Once a reverse mortgage has been taken out, the borrower is stuck in place. Any attempts to sell the home or reside elsewhere for more than a year, even for medical reasons, result in the loan coming due. If age or illness debilitates a borrower to the point that they can no longer remain at home, they must repay the loan. It’s added stress at a time when medical expenses are consuming whatever funds the person has.
Although there are no monthly loan repayments, borrowers still have to cover property taxes and insurance premiums.
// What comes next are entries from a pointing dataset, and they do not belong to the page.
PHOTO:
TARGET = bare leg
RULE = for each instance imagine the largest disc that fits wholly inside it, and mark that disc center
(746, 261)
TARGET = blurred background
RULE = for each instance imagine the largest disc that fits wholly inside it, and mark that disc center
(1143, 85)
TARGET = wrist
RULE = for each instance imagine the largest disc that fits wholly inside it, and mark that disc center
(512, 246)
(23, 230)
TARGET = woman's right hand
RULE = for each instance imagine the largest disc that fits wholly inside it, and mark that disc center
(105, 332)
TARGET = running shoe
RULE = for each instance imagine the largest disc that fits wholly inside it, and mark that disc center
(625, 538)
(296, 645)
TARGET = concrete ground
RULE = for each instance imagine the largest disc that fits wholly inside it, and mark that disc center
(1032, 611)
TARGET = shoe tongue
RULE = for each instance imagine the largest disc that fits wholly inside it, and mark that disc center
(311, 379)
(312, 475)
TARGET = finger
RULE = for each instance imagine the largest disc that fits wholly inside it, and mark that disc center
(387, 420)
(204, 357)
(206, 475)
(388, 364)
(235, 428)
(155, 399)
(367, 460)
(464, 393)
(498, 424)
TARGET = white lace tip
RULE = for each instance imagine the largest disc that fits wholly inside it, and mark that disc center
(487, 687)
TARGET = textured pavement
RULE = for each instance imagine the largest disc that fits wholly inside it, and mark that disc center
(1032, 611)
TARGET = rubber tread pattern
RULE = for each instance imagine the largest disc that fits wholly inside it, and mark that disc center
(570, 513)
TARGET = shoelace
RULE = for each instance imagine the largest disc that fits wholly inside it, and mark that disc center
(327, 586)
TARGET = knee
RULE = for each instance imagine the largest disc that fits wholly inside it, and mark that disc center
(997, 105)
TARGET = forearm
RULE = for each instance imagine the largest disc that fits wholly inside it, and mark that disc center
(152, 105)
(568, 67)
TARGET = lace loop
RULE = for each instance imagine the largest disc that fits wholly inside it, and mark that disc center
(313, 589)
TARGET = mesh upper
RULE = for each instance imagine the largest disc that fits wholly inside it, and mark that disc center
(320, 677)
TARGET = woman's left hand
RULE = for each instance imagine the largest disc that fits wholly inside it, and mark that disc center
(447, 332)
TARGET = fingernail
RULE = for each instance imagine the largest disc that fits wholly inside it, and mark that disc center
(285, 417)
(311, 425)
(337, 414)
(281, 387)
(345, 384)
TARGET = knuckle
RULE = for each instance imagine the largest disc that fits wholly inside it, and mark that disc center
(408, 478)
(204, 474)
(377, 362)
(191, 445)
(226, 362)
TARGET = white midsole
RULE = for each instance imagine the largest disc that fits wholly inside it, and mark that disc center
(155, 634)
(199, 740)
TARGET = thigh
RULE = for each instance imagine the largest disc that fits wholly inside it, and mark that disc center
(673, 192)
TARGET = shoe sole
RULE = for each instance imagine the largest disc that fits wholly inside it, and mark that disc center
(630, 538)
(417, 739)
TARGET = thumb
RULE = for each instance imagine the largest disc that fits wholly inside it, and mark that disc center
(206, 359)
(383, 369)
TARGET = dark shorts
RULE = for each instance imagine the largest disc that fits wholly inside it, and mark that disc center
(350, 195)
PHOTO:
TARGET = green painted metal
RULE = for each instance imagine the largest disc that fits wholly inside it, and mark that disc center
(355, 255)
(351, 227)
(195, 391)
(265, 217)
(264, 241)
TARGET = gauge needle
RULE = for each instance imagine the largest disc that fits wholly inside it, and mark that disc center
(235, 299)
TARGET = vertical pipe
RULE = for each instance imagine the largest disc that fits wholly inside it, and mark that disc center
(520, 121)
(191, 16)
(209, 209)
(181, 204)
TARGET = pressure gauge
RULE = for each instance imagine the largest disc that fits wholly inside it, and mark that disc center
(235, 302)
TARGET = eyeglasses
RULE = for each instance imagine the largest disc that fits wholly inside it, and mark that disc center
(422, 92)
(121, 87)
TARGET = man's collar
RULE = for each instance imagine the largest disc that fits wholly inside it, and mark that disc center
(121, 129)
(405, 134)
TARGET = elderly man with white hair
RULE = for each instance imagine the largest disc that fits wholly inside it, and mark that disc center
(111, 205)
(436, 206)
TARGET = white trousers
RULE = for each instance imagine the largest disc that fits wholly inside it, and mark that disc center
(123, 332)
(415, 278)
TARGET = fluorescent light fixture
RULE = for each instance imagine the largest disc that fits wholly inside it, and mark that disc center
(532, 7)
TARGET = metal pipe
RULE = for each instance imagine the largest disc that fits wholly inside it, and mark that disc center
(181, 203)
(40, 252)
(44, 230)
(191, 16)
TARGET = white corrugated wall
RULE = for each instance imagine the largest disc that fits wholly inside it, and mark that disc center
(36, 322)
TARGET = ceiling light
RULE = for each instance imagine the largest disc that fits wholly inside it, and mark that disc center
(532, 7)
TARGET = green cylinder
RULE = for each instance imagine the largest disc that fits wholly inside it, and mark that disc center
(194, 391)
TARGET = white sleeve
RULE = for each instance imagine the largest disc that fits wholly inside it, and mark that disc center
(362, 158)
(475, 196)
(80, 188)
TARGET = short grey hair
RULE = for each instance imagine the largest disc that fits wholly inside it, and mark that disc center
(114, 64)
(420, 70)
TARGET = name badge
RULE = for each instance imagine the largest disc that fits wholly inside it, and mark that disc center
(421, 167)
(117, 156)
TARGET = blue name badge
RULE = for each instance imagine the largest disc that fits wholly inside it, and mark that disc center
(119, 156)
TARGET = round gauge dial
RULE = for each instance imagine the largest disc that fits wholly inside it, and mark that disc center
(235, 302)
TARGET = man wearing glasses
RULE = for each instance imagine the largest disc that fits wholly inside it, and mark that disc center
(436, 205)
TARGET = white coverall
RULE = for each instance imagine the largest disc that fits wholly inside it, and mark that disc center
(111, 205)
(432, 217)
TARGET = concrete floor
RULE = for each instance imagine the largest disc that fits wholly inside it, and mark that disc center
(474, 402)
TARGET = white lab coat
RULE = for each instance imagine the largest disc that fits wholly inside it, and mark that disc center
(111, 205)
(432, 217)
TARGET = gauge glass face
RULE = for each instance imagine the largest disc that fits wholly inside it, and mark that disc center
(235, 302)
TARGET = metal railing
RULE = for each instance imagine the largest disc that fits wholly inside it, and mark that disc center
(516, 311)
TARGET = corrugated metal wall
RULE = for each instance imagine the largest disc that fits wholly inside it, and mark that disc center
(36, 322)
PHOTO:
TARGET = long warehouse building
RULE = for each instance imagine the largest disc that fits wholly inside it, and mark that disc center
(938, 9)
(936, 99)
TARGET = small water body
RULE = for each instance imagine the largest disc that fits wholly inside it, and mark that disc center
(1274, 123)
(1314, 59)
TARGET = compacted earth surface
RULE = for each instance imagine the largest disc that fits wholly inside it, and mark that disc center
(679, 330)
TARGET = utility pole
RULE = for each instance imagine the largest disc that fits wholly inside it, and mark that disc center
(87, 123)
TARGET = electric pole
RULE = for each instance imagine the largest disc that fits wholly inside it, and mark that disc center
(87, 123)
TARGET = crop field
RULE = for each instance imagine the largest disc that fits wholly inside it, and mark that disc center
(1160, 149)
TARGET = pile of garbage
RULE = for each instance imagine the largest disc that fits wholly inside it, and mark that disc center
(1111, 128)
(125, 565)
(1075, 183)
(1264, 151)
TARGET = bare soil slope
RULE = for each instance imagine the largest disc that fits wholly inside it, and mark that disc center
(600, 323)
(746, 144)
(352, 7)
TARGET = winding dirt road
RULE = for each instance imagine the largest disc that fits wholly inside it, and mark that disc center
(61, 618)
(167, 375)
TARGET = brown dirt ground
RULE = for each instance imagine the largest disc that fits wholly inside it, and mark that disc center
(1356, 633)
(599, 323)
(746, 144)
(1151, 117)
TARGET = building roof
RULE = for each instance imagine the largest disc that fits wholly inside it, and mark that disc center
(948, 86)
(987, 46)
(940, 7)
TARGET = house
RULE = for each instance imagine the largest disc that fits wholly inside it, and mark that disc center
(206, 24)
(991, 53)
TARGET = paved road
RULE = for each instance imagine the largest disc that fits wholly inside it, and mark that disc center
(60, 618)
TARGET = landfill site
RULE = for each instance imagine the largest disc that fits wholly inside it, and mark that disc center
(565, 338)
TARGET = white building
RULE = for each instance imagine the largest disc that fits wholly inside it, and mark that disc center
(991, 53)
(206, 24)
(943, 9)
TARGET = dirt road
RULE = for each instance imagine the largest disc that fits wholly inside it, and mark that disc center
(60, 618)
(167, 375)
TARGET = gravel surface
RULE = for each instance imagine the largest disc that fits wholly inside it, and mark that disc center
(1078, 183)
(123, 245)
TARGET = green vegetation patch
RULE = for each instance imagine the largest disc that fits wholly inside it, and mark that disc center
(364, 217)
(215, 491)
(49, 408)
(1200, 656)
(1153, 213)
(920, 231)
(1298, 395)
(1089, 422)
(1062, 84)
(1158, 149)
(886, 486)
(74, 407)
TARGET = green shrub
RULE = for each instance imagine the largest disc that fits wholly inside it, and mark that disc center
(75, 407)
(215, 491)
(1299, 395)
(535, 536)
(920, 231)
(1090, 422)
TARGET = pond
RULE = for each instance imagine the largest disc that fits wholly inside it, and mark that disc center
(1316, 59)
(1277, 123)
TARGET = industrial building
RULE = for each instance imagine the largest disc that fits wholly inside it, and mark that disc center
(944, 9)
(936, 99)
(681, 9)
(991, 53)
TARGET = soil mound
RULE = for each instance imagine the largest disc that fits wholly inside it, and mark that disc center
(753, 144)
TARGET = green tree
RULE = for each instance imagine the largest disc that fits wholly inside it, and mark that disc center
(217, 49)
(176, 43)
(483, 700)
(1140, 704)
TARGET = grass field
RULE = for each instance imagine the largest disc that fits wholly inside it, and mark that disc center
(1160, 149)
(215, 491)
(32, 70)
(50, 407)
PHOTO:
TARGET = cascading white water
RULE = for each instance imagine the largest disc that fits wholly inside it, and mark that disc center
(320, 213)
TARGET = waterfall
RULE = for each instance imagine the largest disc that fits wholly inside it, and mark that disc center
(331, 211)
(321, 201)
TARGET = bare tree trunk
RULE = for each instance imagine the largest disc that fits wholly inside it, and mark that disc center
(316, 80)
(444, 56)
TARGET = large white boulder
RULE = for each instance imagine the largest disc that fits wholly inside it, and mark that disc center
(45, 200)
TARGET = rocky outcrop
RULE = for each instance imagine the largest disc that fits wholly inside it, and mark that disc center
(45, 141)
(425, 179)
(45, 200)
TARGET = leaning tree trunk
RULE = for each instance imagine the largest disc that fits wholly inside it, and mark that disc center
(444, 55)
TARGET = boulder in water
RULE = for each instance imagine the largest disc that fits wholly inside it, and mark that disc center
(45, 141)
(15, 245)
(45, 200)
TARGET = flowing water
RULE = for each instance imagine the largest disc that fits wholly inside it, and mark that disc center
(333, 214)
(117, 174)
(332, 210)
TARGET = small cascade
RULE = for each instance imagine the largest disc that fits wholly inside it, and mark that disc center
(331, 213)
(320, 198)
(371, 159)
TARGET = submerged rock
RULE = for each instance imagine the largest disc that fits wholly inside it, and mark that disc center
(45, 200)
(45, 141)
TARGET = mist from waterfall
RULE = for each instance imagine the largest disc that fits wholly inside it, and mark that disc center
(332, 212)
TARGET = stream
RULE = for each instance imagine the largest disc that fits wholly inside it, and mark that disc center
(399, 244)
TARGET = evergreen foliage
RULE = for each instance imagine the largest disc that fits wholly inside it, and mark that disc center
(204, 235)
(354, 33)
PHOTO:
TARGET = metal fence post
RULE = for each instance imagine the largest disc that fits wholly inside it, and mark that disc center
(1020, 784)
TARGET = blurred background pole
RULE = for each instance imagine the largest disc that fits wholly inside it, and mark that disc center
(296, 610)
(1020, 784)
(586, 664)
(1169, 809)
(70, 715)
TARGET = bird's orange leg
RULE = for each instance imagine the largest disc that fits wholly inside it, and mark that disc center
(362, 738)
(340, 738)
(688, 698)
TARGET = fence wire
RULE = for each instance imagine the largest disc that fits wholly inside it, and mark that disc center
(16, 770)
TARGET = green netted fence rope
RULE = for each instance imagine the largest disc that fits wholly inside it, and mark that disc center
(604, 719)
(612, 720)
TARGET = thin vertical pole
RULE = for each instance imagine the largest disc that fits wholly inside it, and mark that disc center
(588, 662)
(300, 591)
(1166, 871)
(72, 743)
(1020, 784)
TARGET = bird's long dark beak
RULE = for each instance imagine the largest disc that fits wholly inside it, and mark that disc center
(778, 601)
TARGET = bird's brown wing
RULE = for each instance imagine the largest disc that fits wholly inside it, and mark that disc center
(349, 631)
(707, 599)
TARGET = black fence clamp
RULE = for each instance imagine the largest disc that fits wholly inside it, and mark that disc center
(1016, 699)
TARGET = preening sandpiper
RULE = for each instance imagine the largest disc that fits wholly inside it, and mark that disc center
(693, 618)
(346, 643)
Defaulting on tax payments will violate the reverse mortgage agreement and trigger the mortgage coming due. Because tax liens take precedence over the mortgage lien the lender will cease monthly payments or cut off unused portions of the line of credit, and apply to the court to foreclose on the property.
When the borrower dies, the lender sends a notice to all heirs and the loan comes due. Prior to August 2014, surviving spouses who were not listed on the mortgage papers risked losing their home if they could not pay off the loan. In Bennett et al v. Donovan (2013), the courts ruled that under federal law a surviving spouse is legally a homeowner even if not named on the mortgage, but this has not stopped many lenders from putting elderly widows and widowers through the stress and added expense of having to prove their claim in a federal court.
Reverse mortgage borrowing conditions are compared by many to the subprime mortgage crisis. Borrowers are encouraged to take out the maximum amount they are eligible for to insure they can’t pay it back. Marketers encourage older adults to live in the now and not worry about their heirs, but this leaves the borrowers themselves vulnerable to foreclosure; in the June 2012 Huffington Post article “Reverse Mortgage Foreclosures On The Rise, Seniors Targeted For Scams”, it was estimated that one out of every ten reverse mortgages were defaulted on.
As the baby-boomer generation approaches the eligible age of 62, the number of defaults of reverse mortgages is projected to increase and fuel a new wave of foreclosures to benefit the lenders and the marketers, but not you. Predatory loans are intended to trick you and so are reverse mortgages. Before you or your aging loved sign for a reverse mortgage, get advice from a reputable attorney that can advise you on the hidden traps within the contract as well as more traditional ways to profit from the equity in your property that are less extreme. A reverse mortgage should be your last resort when funds are low; a Home Equity Line of Credit (HELOC) is a better solution since you can borrow only as little as you need and keep the equity in your property.